Oh, and they had to pay “more than $100,000″ for the privilege. (Of course, the first added advertiser they get at their $100,000-a-year minumum will cover that expense.)
Google’s DoubleClick and server startup Medialets are two of a handful of networks following iAd’s example, while others, including network Millennial Media and server MoPub are weighing whether it’s worth the cost and bother.
A question of measurement
It’s the interactive technology that creates discrepancies between what mobile advertisers pay for and what they actually get.
With radio or television, once a commercial airs, it shows up on receivers, whether consumers want it or not. But with mobile advertising,
Serving a mobile ad involves a publisher sending an ad request to its ad server, that ad server sending a request to a third-party ad server, the third-party ad server making a request for creative and the creative server delivering the ad unit to the device. (If this sounds complicated, it is.) Couple all that with mobile-connectivity issues, and it’s easy to understand why a mobile ad might not render.
Still, publishers typically get paid regardless of whether the ad ever appears because ad servers usually use ‘server-side counting,’ meaning it’s counted as soon as an ad impression is requested.
Under the new MRC standards, mobile networks and serviers must use “client-side counting,” i.e., counting or charging for an impression only when the ad actually shows up on someone’s mobile device.
Grumbling in the ranks
But not everyone in the industry is thrilled with that approach.
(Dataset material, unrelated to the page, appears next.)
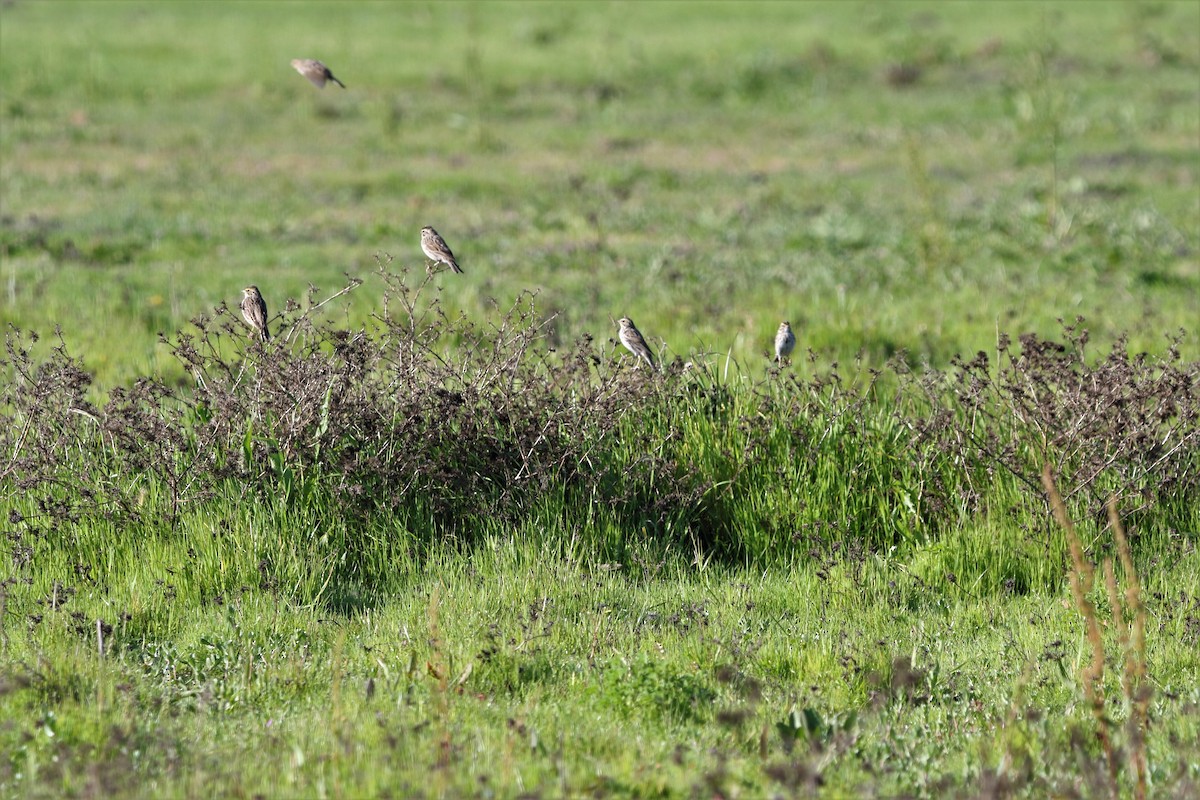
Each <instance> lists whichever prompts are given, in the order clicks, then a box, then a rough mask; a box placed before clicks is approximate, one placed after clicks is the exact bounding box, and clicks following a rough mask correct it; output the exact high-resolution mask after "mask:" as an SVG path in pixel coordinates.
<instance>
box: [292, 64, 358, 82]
mask: <svg viewBox="0 0 1200 800" xmlns="http://www.w3.org/2000/svg"><path fill="white" fill-rule="evenodd" d="M292 68H293V70H295V71H296V72H299V73H300V74H302V76H304V77H305V78H307V79H308V82H310V83H312V85H313V86H316V88H317V89H324V88H325V82H326V80H332V82H334V83H336V84H337V85H338V86H341V88H342V89H346V84H344V83H342V82H341V80H338V79H337V78H335V77H334V73H332V72H330V71H329V67H326V66H325V65H324V64H322V62H320V61H318V60H317V59H292Z"/></svg>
Millennial gives advertisers a choice of server-side or client-side counting. (No mention of whether there’s a premium for the latter.)
MoPub says it doesn’t work with publishers whose discrepancy rate – i.e., the difference between the number of impressions an advertiser pays for and the number that actually display on mobile devices – is less than 5 percent.
Which may be an elusive goal.
The Weather Co., which ComScore ranked fourteenth in unique mobile visitors in March, says it dropped its discrepancy rate from 20 percent to under 10 percent by switching to DoubleClick for Publishers Premium (there’s that extra-cost word again) last fall. Meanwhile, they’re offering advertisers more inventory than paid for, to compensate for all the times those ads never show up anywhere.
But while foregoing standardization, Weather Co. says they support it. “There’s no agreement how to measure it,” their VP-digital monetization told Ad Age, “and that’s just not fair to anybody.”